Shoes For The Tongariro Alpine Crossing
Good quality footwear is a must have. You CANNOT do the Tongariro Crossing in sneakers.
A normal pair of sneakers or trainers will not be sturdy enough on rugged and/or loose terrain.
You will need shoes that canl:
- Support your ankles and give you better stability – important when you head downhill
- Be waterproof – walking on heavy, wet socks and shoes is not fun!
- Have good grip. Slipping on the track is a risk, so hiking boots with good grip are recommended.
Bonus Tip: Cut your toenails. This sounds weird to mention, but long toenails will result in an uncomfortable and even painful walk – especially as you walk downhill, where there is more pressure on your feed. Keep ‘em short!
Other Things To Take On The Crossing
- Sun Protection. You can’t escape the New Zealand sun while on the crossing. Aside from a few kilometres at the end, there is no shelter or shade. So bring sun protection of your choice.
- Your phone
- Torch (consider a head torch) and spare batteries
- Toilet paper
- A map of your walk. The track is actually well marked but you should take a map anyway – it will weigh nothing and may come in handy.
- First aid kit – pain relief, band-aids, bandages, pain killers, etc
- Hand sanitiser
- Face Mask – you may need one for the shuttle ride
Food and Drink needed for the Tongariro Alpine Crossing
There are no cafes or vending machines on the track.
This means you need to bring your own kai (food) and wai (water).
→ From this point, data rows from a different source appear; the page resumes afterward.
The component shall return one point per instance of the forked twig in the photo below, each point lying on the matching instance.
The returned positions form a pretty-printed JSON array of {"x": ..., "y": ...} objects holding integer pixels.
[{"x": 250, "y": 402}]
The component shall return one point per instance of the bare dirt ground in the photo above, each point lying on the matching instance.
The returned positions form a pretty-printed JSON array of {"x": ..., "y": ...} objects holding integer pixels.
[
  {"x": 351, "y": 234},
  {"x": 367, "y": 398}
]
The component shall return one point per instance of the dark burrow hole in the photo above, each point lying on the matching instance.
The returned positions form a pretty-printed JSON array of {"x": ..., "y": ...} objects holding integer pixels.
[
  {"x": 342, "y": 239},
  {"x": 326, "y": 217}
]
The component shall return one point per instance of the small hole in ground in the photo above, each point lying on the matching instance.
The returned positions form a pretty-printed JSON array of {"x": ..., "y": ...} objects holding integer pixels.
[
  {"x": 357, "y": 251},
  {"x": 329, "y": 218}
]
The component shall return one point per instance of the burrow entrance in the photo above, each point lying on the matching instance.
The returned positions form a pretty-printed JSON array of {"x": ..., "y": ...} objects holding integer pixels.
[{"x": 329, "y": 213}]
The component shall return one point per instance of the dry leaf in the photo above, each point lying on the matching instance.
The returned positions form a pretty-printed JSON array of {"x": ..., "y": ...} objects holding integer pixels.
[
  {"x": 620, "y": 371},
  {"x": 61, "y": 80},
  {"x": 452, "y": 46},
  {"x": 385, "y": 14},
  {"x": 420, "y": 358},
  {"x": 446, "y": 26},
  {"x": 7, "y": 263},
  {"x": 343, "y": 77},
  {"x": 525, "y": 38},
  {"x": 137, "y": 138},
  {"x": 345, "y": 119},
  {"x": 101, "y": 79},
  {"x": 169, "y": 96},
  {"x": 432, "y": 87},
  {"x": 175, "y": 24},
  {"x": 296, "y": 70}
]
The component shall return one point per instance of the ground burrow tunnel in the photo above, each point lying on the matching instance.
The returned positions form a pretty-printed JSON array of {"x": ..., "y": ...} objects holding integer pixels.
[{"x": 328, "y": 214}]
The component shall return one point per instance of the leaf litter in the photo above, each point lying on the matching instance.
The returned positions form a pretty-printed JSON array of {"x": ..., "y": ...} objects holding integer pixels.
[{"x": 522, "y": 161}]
Everyone has different dietary preferences, but ultimately you want to bring food that is
- Easy to carry in your pack without getting damaged/squashed.
- Give you energy – either a hit of energy or a slow release depending on your preferences
- Needs no preparation – hence why snack/chocolate bars are popular
It’s crucial to bring at least two litres of water, and it’s worth noting that there is no drinkable water anywhere on the crossing.